The man of God was equal to the situation. And in this he did faintly foreshadow the all-sufficiency of Christ, Who came into the world to destroy the power of death and set us free. “Where fell it?” asked the man of God. Then cutting down a branch of a tree, he cast it into the water, and lo! the iron did swim! Do you perceive in this incident the Gospel story? And does that story thrill your soul? How wonderful it is! It tells of Jesus, Who went into death for us that we might pass out of death into life. Yet the question might well arise, “If death has passed upon all men, if all are dead in trespasses and sins, so that none can deliver either himself or his brother, what was there in Jesus that made Him different to others? Who was He?” He was the only begotten Son of God, He was the Word, the Creator of all things, and He became flesh and dwelt among us. He became flesh — a man, as truly man as Adam was, or as any man is to-day — but the SINLESS MAN, and in this He differed from all others. In becoming man He did not cease to be the only-begotten, eternal Son of God. This great truth we must hold fast in the face of modern infidelity. He Who was in the form of God was found in the likeness of men. He had become a man that He might die for men. Yet as a man death had no claim upon Him, for He was holy. Yes, He was just as holy as He trod the dusty roads of Galilee as when He sat upon the Throne of His glory and created the hosts of Heaven. Because He was holy, the one sinless Man, death had no claim upon Him. He could have walked victoriously upon death’s fiercest billows, just as He trod upon the waves of the Sea of Galilee at midnight. But He came to die. This commandment He had received from His Father, and just as the branch of the tree — the nature of which was to swim — was cast into the waters by Elisha, that the iron the nature of which was to sink — might swim, so Jesus, upon Whom death had no claim, went down into death that we, whom death held in its power, might pass out of death into life, that we might live in Him Who died for us and rose again.
This is God’s way of salvation, the way that His great love has found, and as we consider it we are greatly enlarged; we are delivered from bondage and set free by the truth, for the truth is that “GOD IS LOVE,” and “in this was manifested the love of God toward us, because that God sent His only begotten Son into the world, that we might live through Him.”
“Take it up to thee,” said the prophet, and he put out his hand and took it, a grateful and wondering man, as well he might be.

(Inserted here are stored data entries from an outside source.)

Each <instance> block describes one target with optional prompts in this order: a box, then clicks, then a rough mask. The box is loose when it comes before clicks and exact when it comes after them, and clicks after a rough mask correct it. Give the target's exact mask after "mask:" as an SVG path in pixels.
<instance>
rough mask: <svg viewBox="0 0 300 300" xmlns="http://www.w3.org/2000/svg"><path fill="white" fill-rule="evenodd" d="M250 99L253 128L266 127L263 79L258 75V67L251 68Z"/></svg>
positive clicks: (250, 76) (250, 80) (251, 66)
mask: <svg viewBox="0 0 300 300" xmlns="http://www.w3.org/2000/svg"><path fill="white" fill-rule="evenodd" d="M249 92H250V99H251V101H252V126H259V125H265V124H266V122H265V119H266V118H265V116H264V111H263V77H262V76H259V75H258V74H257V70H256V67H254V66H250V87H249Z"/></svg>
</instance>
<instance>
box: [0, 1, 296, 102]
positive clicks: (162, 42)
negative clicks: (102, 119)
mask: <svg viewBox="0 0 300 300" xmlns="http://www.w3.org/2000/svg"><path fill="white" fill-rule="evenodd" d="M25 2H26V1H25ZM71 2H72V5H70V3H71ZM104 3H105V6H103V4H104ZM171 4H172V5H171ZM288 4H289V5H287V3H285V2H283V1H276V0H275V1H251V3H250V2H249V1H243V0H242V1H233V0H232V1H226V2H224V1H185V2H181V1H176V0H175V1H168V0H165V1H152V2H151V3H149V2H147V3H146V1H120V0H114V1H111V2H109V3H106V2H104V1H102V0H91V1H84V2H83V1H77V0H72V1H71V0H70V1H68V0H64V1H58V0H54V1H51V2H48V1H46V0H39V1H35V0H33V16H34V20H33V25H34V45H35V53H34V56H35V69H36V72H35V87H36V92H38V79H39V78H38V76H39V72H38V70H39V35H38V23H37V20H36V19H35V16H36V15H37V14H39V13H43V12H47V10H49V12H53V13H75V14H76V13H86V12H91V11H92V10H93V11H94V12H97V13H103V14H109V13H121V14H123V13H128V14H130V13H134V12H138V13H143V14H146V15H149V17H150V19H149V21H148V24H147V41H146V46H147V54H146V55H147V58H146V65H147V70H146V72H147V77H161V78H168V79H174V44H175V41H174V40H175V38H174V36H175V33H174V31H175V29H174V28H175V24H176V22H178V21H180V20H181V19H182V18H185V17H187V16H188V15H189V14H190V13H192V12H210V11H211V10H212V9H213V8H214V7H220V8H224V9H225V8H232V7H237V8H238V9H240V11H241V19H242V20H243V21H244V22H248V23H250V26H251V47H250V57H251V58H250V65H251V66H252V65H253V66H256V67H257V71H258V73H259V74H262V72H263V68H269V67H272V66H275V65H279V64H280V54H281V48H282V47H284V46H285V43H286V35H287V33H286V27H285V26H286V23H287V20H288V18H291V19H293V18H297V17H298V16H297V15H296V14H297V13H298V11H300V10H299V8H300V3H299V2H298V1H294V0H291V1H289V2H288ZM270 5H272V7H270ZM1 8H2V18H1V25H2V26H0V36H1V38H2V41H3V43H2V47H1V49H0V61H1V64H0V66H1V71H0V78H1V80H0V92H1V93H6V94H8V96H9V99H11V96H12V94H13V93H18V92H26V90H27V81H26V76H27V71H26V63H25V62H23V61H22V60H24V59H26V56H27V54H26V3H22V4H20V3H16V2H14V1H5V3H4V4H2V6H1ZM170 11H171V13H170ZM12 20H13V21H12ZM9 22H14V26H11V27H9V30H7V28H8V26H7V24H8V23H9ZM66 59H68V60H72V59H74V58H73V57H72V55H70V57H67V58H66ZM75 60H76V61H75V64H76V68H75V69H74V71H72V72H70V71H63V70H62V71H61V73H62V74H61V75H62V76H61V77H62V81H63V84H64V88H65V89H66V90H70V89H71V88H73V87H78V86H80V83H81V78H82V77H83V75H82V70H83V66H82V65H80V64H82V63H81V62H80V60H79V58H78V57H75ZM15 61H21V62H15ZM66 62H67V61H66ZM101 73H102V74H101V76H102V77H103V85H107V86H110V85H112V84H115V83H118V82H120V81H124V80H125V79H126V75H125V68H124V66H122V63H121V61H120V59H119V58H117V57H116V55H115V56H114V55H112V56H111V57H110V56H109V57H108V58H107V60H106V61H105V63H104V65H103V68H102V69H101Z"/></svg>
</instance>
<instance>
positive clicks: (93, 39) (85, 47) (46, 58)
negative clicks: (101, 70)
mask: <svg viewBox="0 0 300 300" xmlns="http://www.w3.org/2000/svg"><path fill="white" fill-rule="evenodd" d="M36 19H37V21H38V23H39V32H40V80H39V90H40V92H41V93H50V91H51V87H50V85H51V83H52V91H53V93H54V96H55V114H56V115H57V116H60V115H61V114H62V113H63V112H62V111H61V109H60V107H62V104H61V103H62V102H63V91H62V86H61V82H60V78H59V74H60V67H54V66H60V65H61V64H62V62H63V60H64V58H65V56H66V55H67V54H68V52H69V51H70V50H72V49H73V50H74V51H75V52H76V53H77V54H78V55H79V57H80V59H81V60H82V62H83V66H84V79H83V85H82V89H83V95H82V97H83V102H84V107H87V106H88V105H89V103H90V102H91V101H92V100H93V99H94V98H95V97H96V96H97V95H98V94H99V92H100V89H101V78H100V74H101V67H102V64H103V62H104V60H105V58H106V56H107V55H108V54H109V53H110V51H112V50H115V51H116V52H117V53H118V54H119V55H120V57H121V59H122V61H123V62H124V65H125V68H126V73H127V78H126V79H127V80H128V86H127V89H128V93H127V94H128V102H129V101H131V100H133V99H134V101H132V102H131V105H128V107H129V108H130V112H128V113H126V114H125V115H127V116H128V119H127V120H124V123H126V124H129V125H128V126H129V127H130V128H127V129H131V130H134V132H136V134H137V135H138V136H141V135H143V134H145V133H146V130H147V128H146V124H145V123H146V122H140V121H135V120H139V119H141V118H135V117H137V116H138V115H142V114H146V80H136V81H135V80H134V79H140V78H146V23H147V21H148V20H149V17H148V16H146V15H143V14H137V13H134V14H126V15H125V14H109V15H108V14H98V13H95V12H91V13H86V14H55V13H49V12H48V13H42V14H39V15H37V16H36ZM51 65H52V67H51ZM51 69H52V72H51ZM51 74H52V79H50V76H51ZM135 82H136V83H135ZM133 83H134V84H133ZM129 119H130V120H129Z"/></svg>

I desire that we might understand better those words of the Lord: “Verily, verily, I say to you, he that hears My word, and believes on Him that sent Me, has everlasting life, and shall not come into condemnation, but is passed from death to life” (John 5:24). If we have heard the words of this glorious Gospel, which first began to be spoken by our Lord, and have believed on God the Father Who sent Him to tell them to us, this eternal life is ours; we have put forth the hand of faith and taken it; our souls are saved, we are recovered from death, and now we live. But how shall we live, and to whom? There is only one right answer, and it is a Scriptural one: “The love of Christ constrains us; because we thus judge, that if One died for all, then were all dead: and that He died for all, that THEY WHICH LIVE SHOULD NOT HENCEFORTH LIVE UNTO THEMSELVES, BUT UNTO HIM WHICH DIED FOR THEM AND ROSE AGAIN” (2 Corinthians 5:14-15). We could have no better commentary on our Old Testament story than that Scripture, and every redeemed heart and conscience says “That is right.” The life that is lived to Christ is the victorious life; in it we are more than conquerors and in no other. In it our souls will be enlarged in the knowledge of God and of Christ.